Abstract

Abstract This paper presents an integrated static and dynamic evaluation for selecting an appropriate geostatistical modeling method that best represents the production from a tight, stacked fluvial sandstone reservoir.The critical parameters investigated include sand body geometry, water saturation permeability, and hydraulic fracture properties.This effort involves the construction of several static and dynamic models within a one-square mile section of the field. The study area contains about twenty-four wells with varying productivity or EUR, indicative of the reservoir heterogeneity.Several geological scenarios were developed to characterize facies/sand bodies, and multiple realizations of each scenario were investigated.Reservoir properties including porosity, water saturation and permeability were populated for each realization using sequential Gaussian simulation. The geological scenarios incorporated variations of three widely used facies modeling algorithms: fluvial object, defined object, and sequential indicator simulation.These algorithms have their pros and cons in representing the distribution of reservoir facies.The model constraints, including facies at wellbores, global facies proportion, vertical facies probability, and areal facies probability constructed from well data were held constant between the scenarios, and infill well locations were used to evaluate the static facies prediction.
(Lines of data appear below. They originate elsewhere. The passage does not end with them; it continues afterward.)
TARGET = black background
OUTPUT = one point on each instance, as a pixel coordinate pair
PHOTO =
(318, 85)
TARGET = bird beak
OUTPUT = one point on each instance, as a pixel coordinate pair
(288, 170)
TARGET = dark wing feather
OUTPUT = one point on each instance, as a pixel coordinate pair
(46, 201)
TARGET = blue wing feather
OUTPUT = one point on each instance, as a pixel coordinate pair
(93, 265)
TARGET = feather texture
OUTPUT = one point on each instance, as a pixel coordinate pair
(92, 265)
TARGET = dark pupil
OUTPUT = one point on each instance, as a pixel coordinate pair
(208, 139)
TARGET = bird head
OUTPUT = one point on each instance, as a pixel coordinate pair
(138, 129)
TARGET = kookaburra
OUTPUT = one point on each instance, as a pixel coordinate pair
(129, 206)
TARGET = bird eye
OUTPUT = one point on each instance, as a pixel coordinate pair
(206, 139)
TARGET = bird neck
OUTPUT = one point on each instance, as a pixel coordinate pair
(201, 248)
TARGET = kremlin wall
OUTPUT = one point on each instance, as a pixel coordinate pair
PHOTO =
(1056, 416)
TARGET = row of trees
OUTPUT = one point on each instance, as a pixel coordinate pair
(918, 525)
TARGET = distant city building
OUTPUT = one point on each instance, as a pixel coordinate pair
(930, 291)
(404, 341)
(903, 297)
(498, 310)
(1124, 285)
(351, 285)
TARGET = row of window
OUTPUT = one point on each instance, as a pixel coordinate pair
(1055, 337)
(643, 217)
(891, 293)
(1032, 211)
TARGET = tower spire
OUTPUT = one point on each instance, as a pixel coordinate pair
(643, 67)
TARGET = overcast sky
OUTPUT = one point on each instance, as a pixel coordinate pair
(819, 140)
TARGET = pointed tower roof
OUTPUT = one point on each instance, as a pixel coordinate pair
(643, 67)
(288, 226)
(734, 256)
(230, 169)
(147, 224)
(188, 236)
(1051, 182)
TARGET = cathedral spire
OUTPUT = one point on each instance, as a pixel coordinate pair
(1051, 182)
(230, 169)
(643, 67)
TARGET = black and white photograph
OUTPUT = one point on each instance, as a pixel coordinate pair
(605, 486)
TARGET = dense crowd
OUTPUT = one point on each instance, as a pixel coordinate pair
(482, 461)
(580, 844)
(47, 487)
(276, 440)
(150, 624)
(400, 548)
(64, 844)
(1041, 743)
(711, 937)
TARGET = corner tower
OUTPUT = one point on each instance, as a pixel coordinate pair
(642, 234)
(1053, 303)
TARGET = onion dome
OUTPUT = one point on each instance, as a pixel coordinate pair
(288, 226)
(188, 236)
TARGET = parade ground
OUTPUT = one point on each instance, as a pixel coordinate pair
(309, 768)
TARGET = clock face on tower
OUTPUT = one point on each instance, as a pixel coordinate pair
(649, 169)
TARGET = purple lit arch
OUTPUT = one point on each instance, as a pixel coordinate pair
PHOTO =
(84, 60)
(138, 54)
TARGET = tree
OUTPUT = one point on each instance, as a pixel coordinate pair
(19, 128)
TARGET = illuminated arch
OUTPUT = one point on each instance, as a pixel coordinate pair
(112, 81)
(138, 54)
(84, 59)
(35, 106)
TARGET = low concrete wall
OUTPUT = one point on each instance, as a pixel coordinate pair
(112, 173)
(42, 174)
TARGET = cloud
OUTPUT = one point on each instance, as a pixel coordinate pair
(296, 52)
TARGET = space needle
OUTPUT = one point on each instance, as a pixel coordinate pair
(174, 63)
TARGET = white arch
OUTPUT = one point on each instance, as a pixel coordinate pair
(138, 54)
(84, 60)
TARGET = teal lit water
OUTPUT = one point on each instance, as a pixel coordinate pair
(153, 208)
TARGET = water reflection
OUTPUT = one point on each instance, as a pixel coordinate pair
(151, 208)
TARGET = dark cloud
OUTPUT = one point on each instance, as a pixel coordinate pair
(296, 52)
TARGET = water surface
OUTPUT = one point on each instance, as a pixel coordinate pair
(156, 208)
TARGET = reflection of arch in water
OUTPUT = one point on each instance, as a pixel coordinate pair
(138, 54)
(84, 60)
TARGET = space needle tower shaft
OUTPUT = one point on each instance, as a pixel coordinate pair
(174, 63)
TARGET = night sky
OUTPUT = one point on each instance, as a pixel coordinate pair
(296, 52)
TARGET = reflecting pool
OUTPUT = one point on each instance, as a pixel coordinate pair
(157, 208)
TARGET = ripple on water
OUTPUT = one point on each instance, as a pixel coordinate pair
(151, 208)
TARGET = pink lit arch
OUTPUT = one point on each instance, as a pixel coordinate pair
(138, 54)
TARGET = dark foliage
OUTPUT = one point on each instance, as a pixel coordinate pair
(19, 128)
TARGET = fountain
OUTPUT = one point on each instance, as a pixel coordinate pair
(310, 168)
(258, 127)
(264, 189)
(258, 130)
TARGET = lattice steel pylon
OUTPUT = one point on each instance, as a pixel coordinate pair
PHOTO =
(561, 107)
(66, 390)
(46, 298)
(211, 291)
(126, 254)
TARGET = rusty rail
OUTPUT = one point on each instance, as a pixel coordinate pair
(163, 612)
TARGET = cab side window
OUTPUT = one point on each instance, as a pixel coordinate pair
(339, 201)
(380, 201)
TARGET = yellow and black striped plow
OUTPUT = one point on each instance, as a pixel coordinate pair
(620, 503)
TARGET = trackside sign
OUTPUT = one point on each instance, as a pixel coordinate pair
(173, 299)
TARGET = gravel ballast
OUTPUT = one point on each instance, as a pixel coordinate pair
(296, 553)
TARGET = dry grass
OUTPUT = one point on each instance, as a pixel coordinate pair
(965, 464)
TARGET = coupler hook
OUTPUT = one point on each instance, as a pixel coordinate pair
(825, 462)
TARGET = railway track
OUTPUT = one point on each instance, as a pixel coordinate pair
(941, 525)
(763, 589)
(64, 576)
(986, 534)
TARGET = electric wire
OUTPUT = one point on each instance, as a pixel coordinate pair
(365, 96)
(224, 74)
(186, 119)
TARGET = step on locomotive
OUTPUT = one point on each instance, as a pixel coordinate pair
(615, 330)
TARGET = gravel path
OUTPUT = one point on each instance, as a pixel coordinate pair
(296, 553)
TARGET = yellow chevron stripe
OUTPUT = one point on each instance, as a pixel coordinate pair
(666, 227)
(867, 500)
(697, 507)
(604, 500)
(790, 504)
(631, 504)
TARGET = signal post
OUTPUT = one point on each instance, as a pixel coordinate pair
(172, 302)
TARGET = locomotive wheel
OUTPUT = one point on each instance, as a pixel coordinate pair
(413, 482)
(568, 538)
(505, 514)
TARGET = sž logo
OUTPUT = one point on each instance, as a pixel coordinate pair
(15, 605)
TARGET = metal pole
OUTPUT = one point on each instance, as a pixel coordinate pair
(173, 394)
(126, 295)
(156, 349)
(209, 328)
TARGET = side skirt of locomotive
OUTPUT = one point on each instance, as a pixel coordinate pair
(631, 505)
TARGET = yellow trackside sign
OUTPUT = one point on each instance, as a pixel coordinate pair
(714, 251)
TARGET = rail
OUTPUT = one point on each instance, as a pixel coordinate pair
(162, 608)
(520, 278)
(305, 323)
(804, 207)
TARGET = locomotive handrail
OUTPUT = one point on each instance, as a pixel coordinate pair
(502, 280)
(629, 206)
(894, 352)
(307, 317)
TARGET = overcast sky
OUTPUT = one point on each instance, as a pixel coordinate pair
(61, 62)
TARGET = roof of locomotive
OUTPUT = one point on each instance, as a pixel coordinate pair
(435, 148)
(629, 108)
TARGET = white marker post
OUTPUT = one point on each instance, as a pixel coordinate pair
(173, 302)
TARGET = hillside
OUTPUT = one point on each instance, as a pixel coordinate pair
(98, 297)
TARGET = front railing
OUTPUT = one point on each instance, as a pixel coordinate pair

Reservoir dynamic models were used to rank individual scenario performance.The static and dynamic models share the same grid dimensions and no upscaling of reservoir properties was performed.The grid system and the recurrent data (completion, production and pressure histories) for the wells were consolidated in schedule files for input into a reservoir simulator.While there were no attempts to match the historical performance of the wells, boundary conditions and/or constraints derived from field operation were determined and used as production controls for the wells.Average hydraulic fracture properties were assigned to the fracture cells of each well, and gas production under depletion drive was simulated with the flow models thus built.The results were evaluated qualitatively and quantitatively to select the appropriate modeling workflow for constructing the static and dynamic models of the field.